Hemgenix® (etranacogene dezaparvovec) has been approved by the Italian Medicines Agency (AIFA). This decision marks a key milestone in access to therapeutic innovation in Italy.
Hemgenix was the first gene therapy to be approved in Europe for the treatment of severe and moderately severe haemophilia B in adult patients without a history of Factor IX inhibitors.
Please find the press release attached, as well as further information summarised below:
- Eligible patients will now have the option to access Hemgenix in Italy, as the AIFA recognised Hemgenix as an innovative therapy.
- Haemophilia B occurs due to a gene mutation which causes coagulation Factor IX (FIX), an important clotting protein, to be deficient or missing. There is no cure for haemophilia and people living with the disease need life-long treatment.

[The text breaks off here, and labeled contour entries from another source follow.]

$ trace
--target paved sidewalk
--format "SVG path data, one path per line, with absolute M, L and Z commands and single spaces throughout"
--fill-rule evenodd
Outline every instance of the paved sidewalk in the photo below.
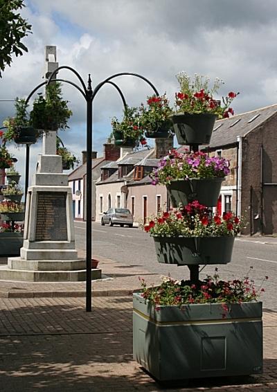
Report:
M 157 384 L 132 359 L 132 292 L 138 276 L 160 276 L 94 257 L 106 277 L 93 282 L 91 312 L 85 283 L 0 281 L 1 392 L 277 391 L 277 313 L 266 310 L 262 375 Z
M 84 256 L 78 251 L 78 256 Z M 92 281 L 93 296 L 132 295 L 141 288 L 138 276 L 143 276 L 149 285 L 158 284 L 160 274 L 152 274 L 140 267 L 126 265 L 93 256 L 100 260 L 102 278 Z M 7 258 L 0 258 L 0 265 L 7 263 Z M 85 282 L 19 282 L 0 280 L 0 298 L 41 298 L 85 296 Z

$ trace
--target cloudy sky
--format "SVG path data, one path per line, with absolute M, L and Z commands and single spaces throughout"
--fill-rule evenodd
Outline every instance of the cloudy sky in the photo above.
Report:
M 180 71 L 222 78 L 220 93 L 240 91 L 233 101 L 242 113 L 277 102 L 277 1 L 276 0 L 25 0 L 21 12 L 33 26 L 24 39 L 28 53 L 15 58 L 0 79 L 0 100 L 26 97 L 42 80 L 44 47 L 55 45 L 59 64 L 74 68 L 93 87 L 118 72 L 148 78 L 173 103 Z M 64 70 L 59 76 L 78 82 Z M 129 105 L 152 93 L 130 76 L 117 84 Z M 86 149 L 86 103 L 79 91 L 63 87 L 73 115 L 71 129 L 60 133 L 80 157 Z M 218 97 L 220 98 L 220 96 Z M 12 116 L 13 103 L 0 102 L 0 121 Z M 120 97 L 105 86 L 93 103 L 93 149 L 102 154 L 110 121 L 122 114 Z M 24 148 L 13 150 L 24 174 Z M 34 171 L 38 143 L 31 147 Z M 24 180 L 24 176 L 22 177 Z

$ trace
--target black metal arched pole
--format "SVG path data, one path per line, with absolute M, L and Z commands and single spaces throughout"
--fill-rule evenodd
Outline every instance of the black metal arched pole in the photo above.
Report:
M 129 72 L 122 72 L 120 73 L 116 73 L 111 76 L 107 78 L 100 83 L 99 83 L 94 91 L 93 91 L 91 87 L 91 80 L 90 74 L 89 74 L 88 84 L 87 88 L 85 87 L 84 82 L 82 79 L 79 73 L 71 66 L 66 65 L 59 66 L 55 71 L 53 71 L 50 75 L 47 84 L 51 82 L 51 80 L 54 77 L 54 75 L 57 71 L 60 69 L 68 69 L 71 71 L 75 73 L 77 78 L 79 79 L 81 84 L 82 86 L 82 90 L 77 86 L 75 83 L 70 82 L 66 80 L 63 79 L 55 79 L 55 81 L 66 82 L 70 84 L 75 86 L 77 89 L 82 93 L 82 96 L 84 97 L 87 102 L 87 190 L 86 190 L 86 198 L 87 198 L 87 207 L 86 207 L 86 214 L 87 214 L 87 227 L 86 227 L 86 265 L 87 265 L 87 281 L 86 281 L 86 310 L 87 312 L 91 312 L 91 201 L 92 201 L 92 121 L 93 121 L 93 113 L 92 113 L 92 104 L 94 98 L 96 97 L 97 93 L 100 89 L 105 84 L 109 83 L 114 85 L 117 91 L 119 92 L 124 107 L 126 107 L 126 102 L 124 98 L 124 96 L 122 93 L 119 87 L 113 82 L 111 82 L 111 79 L 116 78 L 118 76 L 123 75 L 132 75 L 139 78 L 144 81 L 145 81 L 154 90 L 155 93 L 159 96 L 158 91 L 146 78 L 141 76 L 138 73 L 133 73 Z

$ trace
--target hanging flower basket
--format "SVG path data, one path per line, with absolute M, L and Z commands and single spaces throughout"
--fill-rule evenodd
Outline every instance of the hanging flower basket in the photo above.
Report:
M 189 265 L 227 264 L 235 237 L 153 237 L 159 262 Z
M 24 220 L 24 212 L 12 213 L 6 212 L 0 214 L 1 220 L 14 220 L 17 222 L 22 222 Z
M 179 144 L 208 144 L 211 141 L 216 114 L 177 114 L 170 118 Z
M 170 130 L 172 128 L 172 122 L 169 120 L 165 121 L 155 131 L 145 132 L 145 137 L 149 139 L 167 139 L 170 136 Z
M 134 359 L 160 381 L 262 372 L 262 302 L 159 305 L 133 295 Z
M 14 140 L 17 144 L 35 144 L 37 138 L 37 132 L 33 127 L 19 127 Z
M 5 198 L 6 200 L 10 200 L 11 202 L 15 202 L 16 203 L 20 203 L 20 202 L 21 201 L 22 196 L 23 196 L 22 194 L 19 194 L 19 195 L 6 194 L 6 195 L 4 195 L 4 198 Z
M 224 177 L 175 179 L 166 185 L 172 207 L 186 206 L 193 200 L 208 207 L 215 206 Z

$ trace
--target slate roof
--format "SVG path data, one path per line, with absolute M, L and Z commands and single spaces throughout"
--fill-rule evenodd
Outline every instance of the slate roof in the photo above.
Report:
M 113 161 L 105 161 L 104 157 L 95 158 L 92 159 L 92 168 L 95 169 L 99 165 L 102 167 L 101 163 L 104 162 L 105 164 L 113 162 Z M 76 168 L 73 172 L 69 175 L 69 181 L 73 181 L 74 179 L 80 179 L 84 175 L 87 174 L 87 163 L 81 165 Z
M 237 136 L 245 136 L 277 112 L 277 105 L 261 107 L 215 121 L 209 147 L 223 146 L 237 141 Z
M 116 163 L 117 165 L 134 165 L 143 160 L 144 158 L 152 156 L 154 153 L 154 148 L 150 148 L 149 150 L 145 148 L 138 151 L 134 151 L 134 152 L 127 154 L 123 159 L 118 160 Z M 109 178 L 104 181 L 98 181 L 97 184 L 110 184 L 111 182 L 123 182 L 125 180 L 129 180 L 129 179 L 133 177 L 133 176 L 134 170 L 131 170 L 129 173 L 124 176 L 124 178 L 118 178 L 118 170 L 116 170 L 116 172 L 109 176 Z
M 143 160 L 139 161 L 139 162 L 138 162 L 137 163 L 135 163 L 134 166 L 152 166 L 153 168 L 157 168 L 158 167 L 158 163 L 159 161 L 159 159 L 144 158 Z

- An estimated 5,900 people live with haemophilia B in Europe. Those affected are particularly vulnerable to bleeds in their joints, muscles, and internal organs, leading to pain, swelling, and joint damage.
- Current treatments for moderate to severe haemophilia B include life-long prophylactic infusions to replace or supplement low levels of FIX, with scheduled infusions carrying a significant burden for patients, carers, and their families.
- Patients in France, Denmark, Austria, Spain, the UK and Germany have already experienced treatment with Hemgenix.
This milestone follows in the footsteps of groundbreaking reimbursement and access agreements reached in Spain, Switzerland, Germany, the UK (including Scotland), Denmark and Austria, paving the way for other European countries and beyond to implement innovative access solutions for gene therapies.